A mechanistic plunger lift tool was developed to estimate cycle mechanics, liquid unloading, and avoid well integrity issues. The study focuses on the plunger-assisted gas lift (PAGL) wells operated with the two-piece plunger under low tubing wellhead pressure conditions.
The fall and upstroke stages of two-piece plungers were analyzed for eleven wells from San Juan Basin. The fall velocity estimation for plunger parts was modeled for; shut-in, transitional and multiphase flow conditions. Fall and upstroke velocities were estimated using drag-based models that feature drag coefficient, wall factor, and two-phase correction. The field data up to three years from each well was compared with the PAGL Tool estimations. The downhole pressure gauge data was analyzed and compared with plunger liquid slug estimations for two wells.
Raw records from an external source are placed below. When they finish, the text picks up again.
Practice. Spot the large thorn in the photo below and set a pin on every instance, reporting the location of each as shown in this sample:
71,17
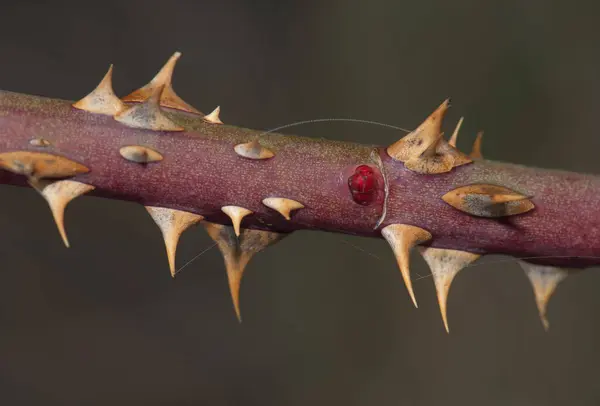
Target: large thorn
236,214
414,144
148,115
282,205
163,78
172,224
213,117
102,100
237,252
454,137
544,280
424,150
140,154
444,265
58,194
485,200
402,238
253,150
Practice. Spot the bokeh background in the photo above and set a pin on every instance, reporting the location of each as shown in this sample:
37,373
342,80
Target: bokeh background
327,320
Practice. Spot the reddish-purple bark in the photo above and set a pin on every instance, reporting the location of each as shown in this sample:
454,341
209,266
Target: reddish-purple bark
201,173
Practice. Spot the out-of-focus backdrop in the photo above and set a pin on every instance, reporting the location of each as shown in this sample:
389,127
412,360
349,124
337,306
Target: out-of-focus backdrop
327,320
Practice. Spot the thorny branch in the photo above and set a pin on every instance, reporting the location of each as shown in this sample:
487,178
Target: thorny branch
250,189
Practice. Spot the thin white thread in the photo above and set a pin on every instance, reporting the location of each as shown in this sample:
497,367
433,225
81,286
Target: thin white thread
320,120
193,259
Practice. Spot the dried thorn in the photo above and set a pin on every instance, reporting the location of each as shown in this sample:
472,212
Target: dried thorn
148,115
58,194
164,79
484,200
402,238
444,265
40,165
454,137
102,100
213,117
253,150
140,154
172,224
544,280
237,252
476,151
236,214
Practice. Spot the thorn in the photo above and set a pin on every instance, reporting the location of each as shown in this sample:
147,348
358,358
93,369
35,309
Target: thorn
172,224
402,238
164,77
444,265
476,151
58,194
237,252
148,115
484,200
253,150
213,117
454,137
544,280
102,100
39,142
236,214
282,205
40,165
140,154
414,144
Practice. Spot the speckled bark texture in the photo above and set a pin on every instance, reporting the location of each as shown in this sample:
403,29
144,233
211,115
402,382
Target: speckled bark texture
201,173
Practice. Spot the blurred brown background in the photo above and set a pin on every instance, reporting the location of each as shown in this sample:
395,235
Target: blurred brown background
325,322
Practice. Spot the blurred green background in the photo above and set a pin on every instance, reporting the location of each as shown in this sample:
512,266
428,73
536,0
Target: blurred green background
327,320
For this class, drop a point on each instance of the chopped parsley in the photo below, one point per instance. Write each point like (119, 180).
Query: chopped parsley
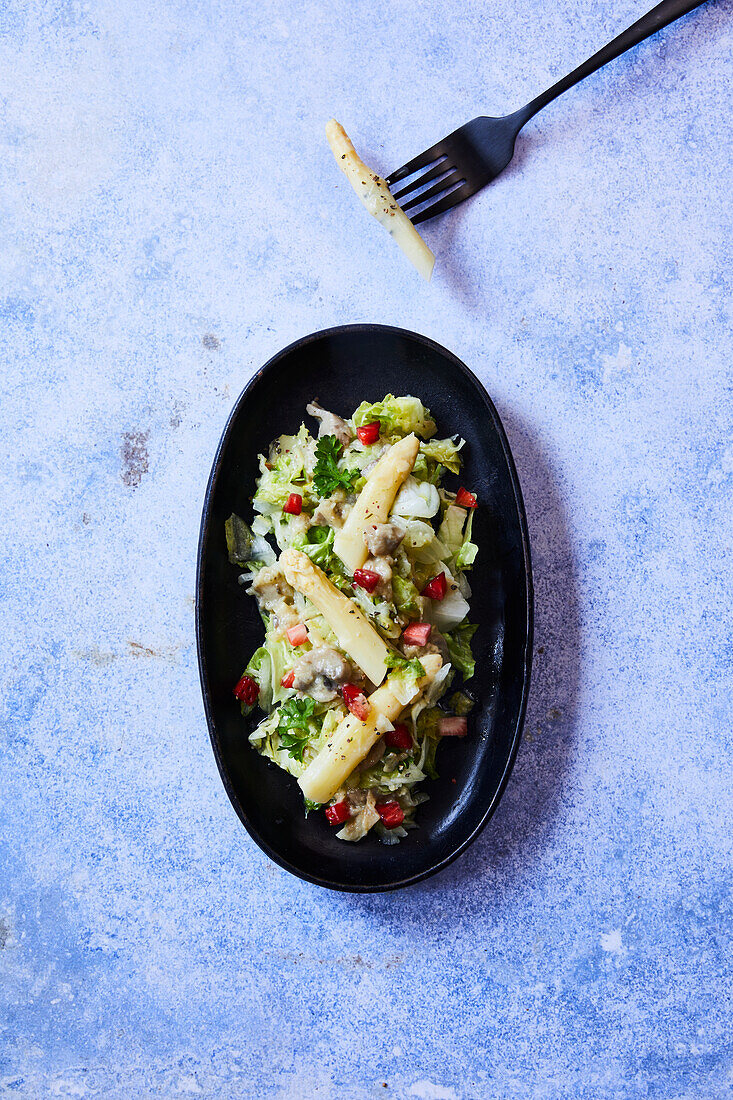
(294, 726)
(397, 661)
(327, 476)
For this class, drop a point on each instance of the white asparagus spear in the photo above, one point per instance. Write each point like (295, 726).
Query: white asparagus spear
(375, 501)
(374, 194)
(356, 634)
(353, 738)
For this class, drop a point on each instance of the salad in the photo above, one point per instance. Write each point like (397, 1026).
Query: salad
(365, 611)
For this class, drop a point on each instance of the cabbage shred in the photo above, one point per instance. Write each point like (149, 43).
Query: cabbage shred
(437, 537)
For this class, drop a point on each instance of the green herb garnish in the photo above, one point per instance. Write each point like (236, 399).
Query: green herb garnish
(294, 726)
(327, 476)
(239, 540)
(397, 661)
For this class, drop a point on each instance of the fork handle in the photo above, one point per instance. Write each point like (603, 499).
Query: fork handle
(662, 15)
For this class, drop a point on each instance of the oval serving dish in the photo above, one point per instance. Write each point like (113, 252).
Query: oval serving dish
(341, 367)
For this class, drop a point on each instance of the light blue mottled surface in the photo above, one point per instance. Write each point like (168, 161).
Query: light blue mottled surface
(164, 179)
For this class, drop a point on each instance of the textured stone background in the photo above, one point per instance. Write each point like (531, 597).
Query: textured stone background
(171, 218)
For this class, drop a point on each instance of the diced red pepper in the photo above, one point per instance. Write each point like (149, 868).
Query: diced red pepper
(466, 499)
(416, 634)
(398, 738)
(437, 587)
(247, 691)
(294, 504)
(365, 579)
(338, 813)
(369, 432)
(452, 727)
(297, 635)
(356, 701)
(391, 813)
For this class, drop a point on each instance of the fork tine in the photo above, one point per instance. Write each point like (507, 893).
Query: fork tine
(418, 162)
(446, 204)
(439, 169)
(455, 177)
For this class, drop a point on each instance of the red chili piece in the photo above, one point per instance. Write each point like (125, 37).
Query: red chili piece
(465, 498)
(365, 579)
(338, 813)
(391, 814)
(416, 634)
(398, 738)
(297, 635)
(247, 691)
(294, 504)
(453, 727)
(369, 432)
(356, 701)
(437, 587)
Plunger inspection data and shut-in, afterflow time effects on liquid loading and plunger cycle time were investigated.
The PAGL Tool estimations for full-cycle times were in fair agreement with daily production and plunger lift data of 10 of the 11 wells. The field data and tools estimations for 2- 7/8 in tubing show that two-piece plungers can fall against 600 STB/d liquid and 2 mmscf/d gas production rates with little to no shut-in times, and lower operational boundary for surfacing can be as low as 300 mscf/d without requiring a pressure buildup. The lower gas production being sufficient for upstroke movement increases the operational range of PAGL. The main reason was the low wellhead pressure, which causes gas expansion and higher gas velocity along the well to increase drag force hence the upstroke capability of PAGL with lower gas production rates. The downhole pressure data was compared with multiphase flow simulation with plunger hydrostatic pressure removal. Higher afterflow time settings were shown to be increasing the arrival time data, which suggests a growth of the liquid accumulation at the bottom hole.
Field data shows that plunger lift operation is not limited to wells with marginal production, and it can be used before liquid loading conditions. The hydrostatic pressure removal with plunger lift is shown with field data analysis and plunger lift tool estimations. The study presents that the continuous flow plunger lift operational range can be extended to lower production rates if lower wellhead pressure is achieved.